Je fus introduit dans un joli petit appartement fraîchement décoré et trouvai ma Niçoise en robe de soie, coiffée en cheveux et chaussée comme une vraie Parisienne. Ce n’était plus une villageoise, c’était une petite rentière, vivant sagement et ne songeant qu’à bien élever son fils. Dès mon premier regard sur elle et sur son intérieur, je compris qu’elle avait vendu notre secret et je lui reprochai sa trahison.
— Je n’ai rien fait de mal, répondit-elle. On m’a découverte je ne sais comment. Je vivais tranquille à Villebon et ne me montrais jamais à Paris. On est venu me supplier, me menacer, me questionner. On m’a promis le double de ce que j’avais reçu de vous, et on a ajouté qu’on ferait plus tard un sort à mon fils. J’ai refusé ; mais, quand j’ai vu les billets de banque et le monsieur si comme il faut…
— Un grand jeune homme avec des cheveux blancs ?
— Justement ; mais je ne sais ni son nom, ni son pays, ni où il demeure. Il me parlait du chagrin de cette pauvre mère à qui on cache toujours son fils, à ce qu’il paraît. J’ai cédé, je vois bien que vous allez me retirer ma pension, c’est votre droit et c’est juste. Je peux m’en passer, j’en ai une meilleure, car le capital est placé au nom de mon fils.
Je crus prudent de ne pas punir par l’amende la trahison de cette femme ; elle nous abandonnait, mais elle ne nous dénonçait pas. Je me retirai en lui laissant croire que M. de Flamarande avait toujours l’intention de reprendre son fils, et que madame de Flamarande acceptait le retard apporté à cette décision. Je n’informai mon maître de rien, c’était facile. Il ne parlait pas volontiers de Gaston et ne faisait pas de questions sur son compte. D’ailleurs, j’avais pris mon parti : ne pas trahir la comtesse, ne plus jamais servir la vengeance de son mari, ne pas troubler le bonheur de la mère recouvrant son fils ; mais tourmenter et humilier la femme au bras de son amant.

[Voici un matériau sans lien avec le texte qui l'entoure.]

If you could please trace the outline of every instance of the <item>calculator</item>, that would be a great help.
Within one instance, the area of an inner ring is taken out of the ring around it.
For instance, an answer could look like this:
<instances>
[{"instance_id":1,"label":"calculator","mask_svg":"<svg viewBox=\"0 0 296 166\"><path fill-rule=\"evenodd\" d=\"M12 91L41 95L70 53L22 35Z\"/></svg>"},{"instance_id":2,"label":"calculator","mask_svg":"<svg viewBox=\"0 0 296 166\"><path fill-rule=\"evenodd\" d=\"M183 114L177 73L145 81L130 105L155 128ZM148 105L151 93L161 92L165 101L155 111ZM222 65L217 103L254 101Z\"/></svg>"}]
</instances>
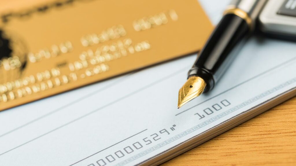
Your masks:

Je m’attachai à ses pas, et je devins aussi habile à ce triste métier d’espion que pas un limier de la police. Il me répugnait et me fatiguait, mais une fièvre intérieure me poussait et me soutenait. Peine inutile ! madame ne retourna plus seule au bois de Boulogne ni à aucune espèce de rendez-vous. Toutes ses démarches bravèrent le grand jour. Elle n’alla pas voir madame de Montesparre et parut irrévocablement brouillée avec elle.
De toutes les lettres qu’elle écrivit et dont il me fut possible de voir la suscription, aucune ne fut adressée à la baronne, ni à Salcède, ni à aucune personne qui pût m’être suspecte. J’eus beau chercher M. de Salcède à Paris, il fut introuvable ; si je ne l’eusse vu de mes propres yeux, si je n’eusse appris qu’il avait les cheveux blancs, si la Niçoise, sans le connaître, ne m’eût révélé son action sur elle, je me serais cru visionnaire.